Além das três cana-de-açúcar, também foram impostas sanções ao empresário panamenho Ramon Carretero, a seis empresas e a seis navios venezuelanos que estavam incluídos no transporte de petróleo da Venezuela. Carretero é acusado de facilitar o transporte de petróleo para o regime de Maduro e teria trabalhado com a família Maduro-Flores em vários empreendimentos comerciais.

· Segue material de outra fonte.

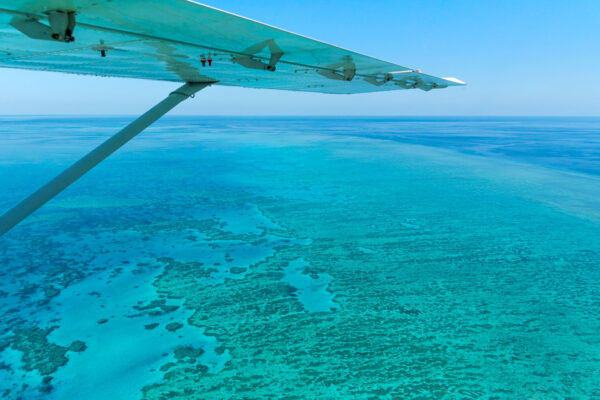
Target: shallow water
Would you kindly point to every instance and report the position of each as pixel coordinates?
(304, 258)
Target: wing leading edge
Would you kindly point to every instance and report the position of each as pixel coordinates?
(181, 40)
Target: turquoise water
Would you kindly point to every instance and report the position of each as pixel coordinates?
(304, 259)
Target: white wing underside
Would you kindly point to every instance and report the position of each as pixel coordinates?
(183, 41)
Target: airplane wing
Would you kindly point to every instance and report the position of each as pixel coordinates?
(184, 41)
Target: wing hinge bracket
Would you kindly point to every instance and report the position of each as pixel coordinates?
(60, 29)
(344, 71)
(249, 59)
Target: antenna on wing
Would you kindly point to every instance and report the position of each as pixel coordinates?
(249, 59)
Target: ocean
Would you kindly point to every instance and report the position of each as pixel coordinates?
(304, 258)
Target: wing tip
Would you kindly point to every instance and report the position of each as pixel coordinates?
(455, 81)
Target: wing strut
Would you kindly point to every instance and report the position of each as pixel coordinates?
(93, 158)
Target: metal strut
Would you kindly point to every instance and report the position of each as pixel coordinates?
(93, 158)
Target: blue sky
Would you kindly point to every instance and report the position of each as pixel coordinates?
(519, 58)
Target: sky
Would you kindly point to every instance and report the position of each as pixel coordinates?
(538, 58)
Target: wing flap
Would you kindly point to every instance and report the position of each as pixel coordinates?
(180, 40)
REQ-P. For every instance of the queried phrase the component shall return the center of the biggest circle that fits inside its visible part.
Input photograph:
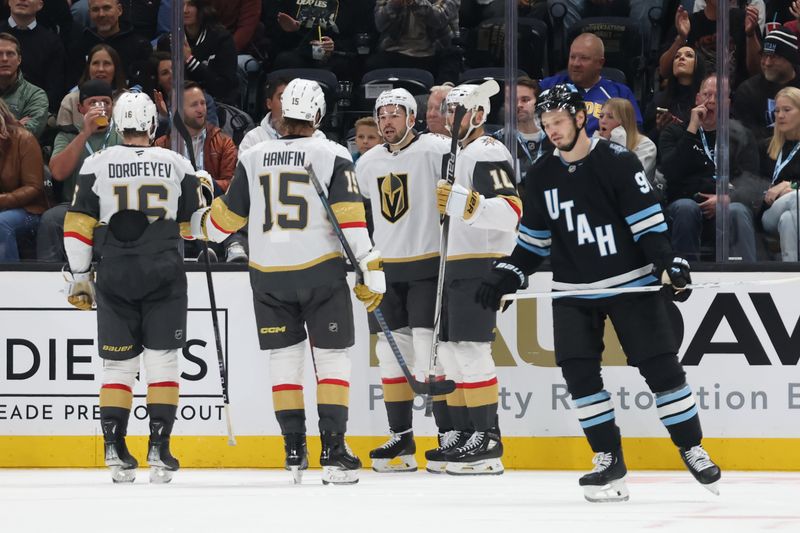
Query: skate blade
(487, 467)
(336, 475)
(436, 467)
(615, 491)
(401, 463)
(122, 475)
(160, 475)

O órgão de vigilância dos EUA divulgou uma lista atualizada de sanções, que se destinam a restringir os indivíduos visados de terem bens ou participações financeiras nos EUA. Estas medidas visam dissuadir as nossas empresas e cidadãos de realizarem transações com aqueles que são sancionados. Os bancos e instituições que falhem correm o risco de enfrentar sanções adicionais ou ações de execução.
O secretário Scott Scott Bessent disse que Maduro e seus associados estão contribuindo para a crise das drogas nos Estados Unidos, dizendo que “os Estados Unidos estão sendo inundados com drogas que estão envenenando o povo americano”. A administração sublinhou o seu compromisso em responsabilizar Maduro e os seus associados pelas suas ações, que descreveram como criminosas.

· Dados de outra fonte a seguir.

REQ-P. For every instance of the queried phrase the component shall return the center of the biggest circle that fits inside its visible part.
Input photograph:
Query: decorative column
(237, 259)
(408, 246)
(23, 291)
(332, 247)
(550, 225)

Este desenvolvimento não é novidade para a família Maduro, que teve a sua quota de desentendimentos com autoridades norte-americanas. Refira-se que em Outubro de 2022, sete prisioneiros americanos foram libertados em troca de Flores Flores e Campo, que estavam presos por crimes relacionados com drogas desde 2015.
Numa boa reviravolta, Carlos Flores já havia sido demitido em julho de 2017, mas foi retirado da lista do teto em 2022 durante o governo Biden, o que levou a negociações para reformas democráticas na Venezuela.

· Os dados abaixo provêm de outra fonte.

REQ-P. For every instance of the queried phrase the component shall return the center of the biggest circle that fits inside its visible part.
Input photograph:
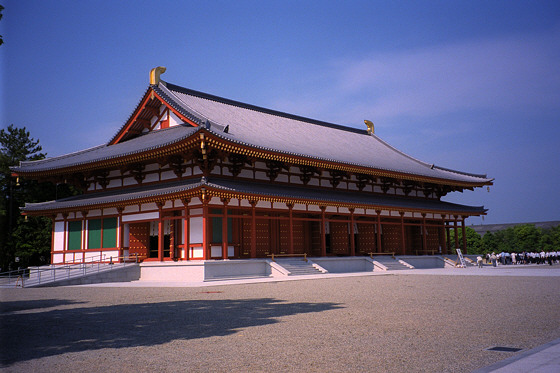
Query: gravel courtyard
(388, 323)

A mais recente acção dos EUA contra a Venezuela desencadeou uma série de ataques militares contra navios traficantes de droga nas Caraíbas e no Pacífico Oriental, resultando na morte de pelo menos 87 pessoas desde pelo menos Setembro. O Presidente Trump defendeu as operações como um passo necessário para combater o tráfico de drogas, declarando que os EUA são eficazes na guerra “armada” contra o cartel.